Parce que même des entreprises prospères peuvent être tuées en quelques semaines par un choc de cette ampleur, les gouvernements ont réagi de manière remarquablement similaire. Pour éviter les faillites, ils étendent les lignes de vie de la liquidité aux entreprises privées sous la forme de garanties de crédit massives et du report des paiements d'impôts (dont beaucoup ne seront jamais perçus).
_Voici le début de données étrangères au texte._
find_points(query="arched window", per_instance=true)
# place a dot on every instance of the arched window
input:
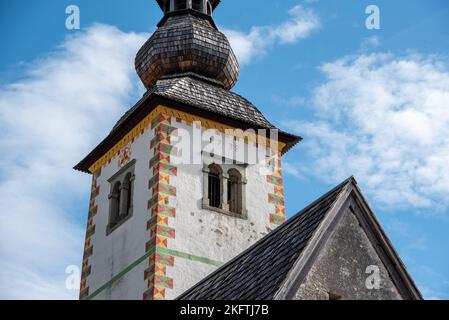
(126, 196)
(167, 6)
(235, 191)
(197, 5)
(180, 4)
(114, 206)
(214, 183)
(121, 197)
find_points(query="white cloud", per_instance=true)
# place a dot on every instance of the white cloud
(384, 119)
(253, 44)
(369, 43)
(49, 120)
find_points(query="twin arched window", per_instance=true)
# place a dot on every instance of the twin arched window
(225, 189)
(120, 199)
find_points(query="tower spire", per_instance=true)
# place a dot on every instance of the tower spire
(188, 42)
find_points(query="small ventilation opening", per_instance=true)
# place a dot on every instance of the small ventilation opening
(214, 187)
(180, 4)
(334, 296)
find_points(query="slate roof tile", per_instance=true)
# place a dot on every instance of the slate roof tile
(258, 273)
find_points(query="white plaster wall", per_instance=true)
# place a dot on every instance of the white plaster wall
(199, 232)
(211, 234)
(115, 252)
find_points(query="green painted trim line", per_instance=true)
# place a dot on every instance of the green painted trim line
(175, 253)
(120, 275)
(191, 257)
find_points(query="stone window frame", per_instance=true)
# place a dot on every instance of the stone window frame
(225, 166)
(127, 171)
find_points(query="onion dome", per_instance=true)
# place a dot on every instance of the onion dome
(187, 42)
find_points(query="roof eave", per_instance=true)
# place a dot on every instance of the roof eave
(146, 105)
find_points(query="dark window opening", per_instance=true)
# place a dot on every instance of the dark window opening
(214, 192)
(180, 4)
(197, 5)
(167, 6)
(126, 196)
(234, 192)
(121, 197)
(334, 296)
(209, 8)
(115, 204)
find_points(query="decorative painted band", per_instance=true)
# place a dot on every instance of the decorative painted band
(163, 257)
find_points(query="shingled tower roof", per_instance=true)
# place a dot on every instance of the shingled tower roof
(189, 65)
(187, 41)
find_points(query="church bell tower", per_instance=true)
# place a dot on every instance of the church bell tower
(189, 177)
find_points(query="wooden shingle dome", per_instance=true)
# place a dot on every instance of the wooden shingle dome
(188, 42)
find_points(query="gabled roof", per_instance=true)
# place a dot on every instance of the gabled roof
(275, 267)
(193, 95)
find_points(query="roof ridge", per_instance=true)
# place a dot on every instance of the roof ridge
(271, 235)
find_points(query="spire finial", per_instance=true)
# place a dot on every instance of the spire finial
(203, 6)
(188, 42)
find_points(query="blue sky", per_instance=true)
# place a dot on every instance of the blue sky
(369, 103)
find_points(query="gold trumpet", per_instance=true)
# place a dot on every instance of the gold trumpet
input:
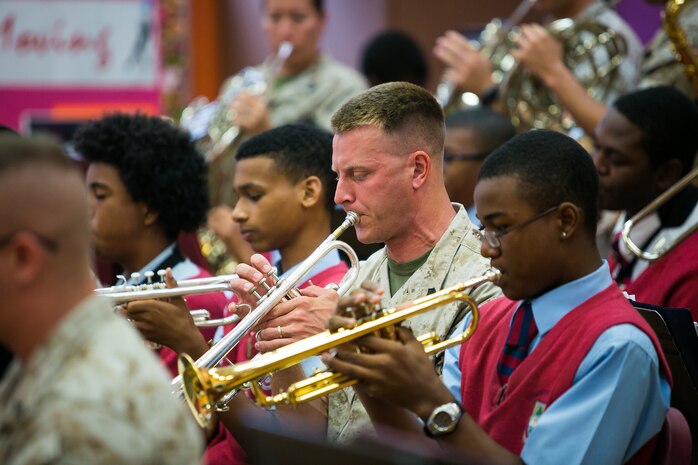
(663, 247)
(679, 38)
(205, 388)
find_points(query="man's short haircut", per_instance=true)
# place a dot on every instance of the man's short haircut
(17, 152)
(551, 168)
(319, 5)
(669, 123)
(298, 151)
(157, 163)
(491, 128)
(393, 56)
(396, 107)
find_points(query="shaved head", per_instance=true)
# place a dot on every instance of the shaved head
(42, 193)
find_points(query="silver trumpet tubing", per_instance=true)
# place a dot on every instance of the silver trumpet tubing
(284, 288)
(211, 123)
(158, 290)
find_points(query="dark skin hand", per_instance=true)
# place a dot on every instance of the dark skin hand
(299, 317)
(397, 381)
(167, 322)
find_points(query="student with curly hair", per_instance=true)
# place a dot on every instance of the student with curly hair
(147, 184)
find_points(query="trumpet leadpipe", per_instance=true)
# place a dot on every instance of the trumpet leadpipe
(279, 291)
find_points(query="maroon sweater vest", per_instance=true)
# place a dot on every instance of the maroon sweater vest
(671, 281)
(546, 373)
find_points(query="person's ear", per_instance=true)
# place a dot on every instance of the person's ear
(420, 161)
(569, 220)
(668, 173)
(310, 191)
(149, 216)
(27, 258)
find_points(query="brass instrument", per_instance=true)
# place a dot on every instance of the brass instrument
(282, 289)
(204, 388)
(494, 44)
(591, 50)
(679, 40)
(215, 251)
(158, 290)
(661, 248)
(211, 123)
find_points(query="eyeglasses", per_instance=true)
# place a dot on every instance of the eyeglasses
(474, 156)
(49, 244)
(492, 237)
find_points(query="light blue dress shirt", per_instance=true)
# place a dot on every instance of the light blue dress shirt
(618, 399)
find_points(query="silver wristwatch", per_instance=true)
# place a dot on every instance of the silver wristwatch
(443, 419)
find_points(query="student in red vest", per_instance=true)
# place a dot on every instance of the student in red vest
(645, 143)
(147, 184)
(560, 370)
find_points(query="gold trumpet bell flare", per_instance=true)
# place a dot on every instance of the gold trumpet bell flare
(196, 392)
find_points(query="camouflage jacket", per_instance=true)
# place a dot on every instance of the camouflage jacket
(454, 259)
(92, 392)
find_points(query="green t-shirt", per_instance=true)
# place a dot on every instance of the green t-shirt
(399, 273)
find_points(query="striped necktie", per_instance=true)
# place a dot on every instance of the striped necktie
(523, 330)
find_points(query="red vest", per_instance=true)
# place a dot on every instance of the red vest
(546, 373)
(671, 281)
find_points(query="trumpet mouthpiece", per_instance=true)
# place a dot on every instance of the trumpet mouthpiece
(353, 218)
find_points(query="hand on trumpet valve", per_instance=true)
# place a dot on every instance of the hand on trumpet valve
(165, 321)
(538, 51)
(466, 67)
(252, 283)
(251, 113)
(394, 370)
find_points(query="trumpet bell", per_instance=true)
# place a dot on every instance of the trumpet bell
(196, 389)
(204, 388)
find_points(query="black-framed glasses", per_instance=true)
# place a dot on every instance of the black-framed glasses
(49, 244)
(471, 156)
(492, 237)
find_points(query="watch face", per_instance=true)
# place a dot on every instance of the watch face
(443, 420)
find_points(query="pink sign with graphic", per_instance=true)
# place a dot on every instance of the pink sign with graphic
(64, 60)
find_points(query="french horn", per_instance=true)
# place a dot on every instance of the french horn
(592, 51)
(671, 23)
(275, 292)
(211, 124)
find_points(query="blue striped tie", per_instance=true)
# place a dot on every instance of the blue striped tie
(523, 330)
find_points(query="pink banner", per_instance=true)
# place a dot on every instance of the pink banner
(71, 60)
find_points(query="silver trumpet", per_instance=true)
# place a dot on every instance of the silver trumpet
(122, 293)
(282, 289)
(211, 123)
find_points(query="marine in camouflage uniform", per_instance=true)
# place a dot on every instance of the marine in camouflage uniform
(92, 392)
(309, 97)
(455, 258)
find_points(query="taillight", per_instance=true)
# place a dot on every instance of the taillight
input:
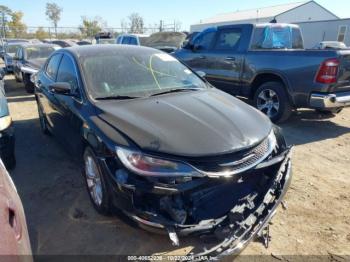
(328, 72)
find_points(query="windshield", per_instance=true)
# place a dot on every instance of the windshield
(136, 74)
(12, 49)
(38, 52)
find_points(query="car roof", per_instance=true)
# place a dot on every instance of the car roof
(91, 50)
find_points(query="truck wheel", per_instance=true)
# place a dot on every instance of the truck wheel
(332, 111)
(272, 99)
(96, 183)
(28, 85)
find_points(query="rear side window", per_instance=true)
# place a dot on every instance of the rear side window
(66, 72)
(204, 40)
(52, 66)
(228, 39)
(277, 37)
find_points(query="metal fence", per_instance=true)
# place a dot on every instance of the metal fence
(49, 33)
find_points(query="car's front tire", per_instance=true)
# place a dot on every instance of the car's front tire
(272, 99)
(96, 183)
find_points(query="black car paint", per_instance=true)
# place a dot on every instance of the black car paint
(7, 136)
(175, 133)
(238, 71)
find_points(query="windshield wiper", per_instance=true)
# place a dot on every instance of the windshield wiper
(116, 97)
(175, 91)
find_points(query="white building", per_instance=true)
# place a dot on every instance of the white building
(317, 23)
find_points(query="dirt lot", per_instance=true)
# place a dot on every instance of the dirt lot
(62, 221)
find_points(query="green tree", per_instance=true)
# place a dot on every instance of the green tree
(136, 23)
(41, 34)
(53, 13)
(90, 26)
(16, 26)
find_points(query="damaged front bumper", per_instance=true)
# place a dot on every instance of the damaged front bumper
(205, 207)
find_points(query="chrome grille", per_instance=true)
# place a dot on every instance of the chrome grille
(234, 163)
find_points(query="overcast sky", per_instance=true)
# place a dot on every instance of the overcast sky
(186, 11)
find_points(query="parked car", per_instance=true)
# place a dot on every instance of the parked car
(28, 60)
(267, 63)
(105, 41)
(14, 240)
(330, 45)
(63, 43)
(131, 39)
(166, 41)
(10, 51)
(7, 135)
(161, 144)
(83, 42)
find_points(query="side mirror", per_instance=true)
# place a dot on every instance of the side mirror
(61, 88)
(2, 74)
(201, 74)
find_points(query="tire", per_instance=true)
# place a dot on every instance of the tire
(332, 111)
(43, 124)
(272, 99)
(28, 85)
(96, 183)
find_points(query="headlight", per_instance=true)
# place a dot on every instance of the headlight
(5, 122)
(146, 165)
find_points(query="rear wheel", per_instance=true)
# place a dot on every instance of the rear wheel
(272, 99)
(96, 183)
(28, 85)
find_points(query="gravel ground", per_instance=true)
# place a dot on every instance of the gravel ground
(315, 220)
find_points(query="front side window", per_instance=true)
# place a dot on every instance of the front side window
(52, 66)
(125, 40)
(66, 72)
(342, 32)
(133, 41)
(39, 52)
(12, 49)
(228, 39)
(136, 74)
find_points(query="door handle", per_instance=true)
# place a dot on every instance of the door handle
(230, 58)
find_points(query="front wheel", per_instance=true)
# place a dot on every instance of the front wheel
(96, 183)
(272, 99)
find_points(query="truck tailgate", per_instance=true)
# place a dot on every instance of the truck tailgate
(343, 83)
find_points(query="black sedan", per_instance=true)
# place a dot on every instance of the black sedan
(28, 60)
(159, 143)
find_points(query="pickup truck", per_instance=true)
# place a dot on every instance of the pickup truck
(268, 64)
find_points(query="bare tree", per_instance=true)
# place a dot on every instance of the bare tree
(53, 13)
(136, 23)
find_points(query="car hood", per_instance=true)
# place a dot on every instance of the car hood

L'Allemagne, par exemple, déploie 400 milliards d'euros de garanties publiques pour s'assurer que ses banques renouvelleront les prêts en cours aux entreprises. Globalement, les régimes de liquidité fiscale de la zone euro pour les entreprises et les salariés représentent 13% du PIB.

De plus, les pays européens utilisent largement des mécanismes qui transfèrent temporairement au gouvernement la majeure partie de la masse salariale des entreprises contraintes d'arrêter ou de réduire la production. Les travailleurs conservent leur contrat de travail et, d'une manière ou d'une autre, la majeure partie de leur salaire, mais l'entreprise reçoit un soutien de l'État qui couvre presque tous les coûts. Contrairement aux licenciements, qui rompent les liens entre une entreprise et son personnel, de tels régimes permettent de maintenir les travailleurs à flot jusqu'à la réouverture de l'entreprise. De tels arrangements, lorsqu'ils existaient déjà, étaient généralement utilisés pour faire face à des crises sectorielles. Maintenant, ils ont été massivement étendus.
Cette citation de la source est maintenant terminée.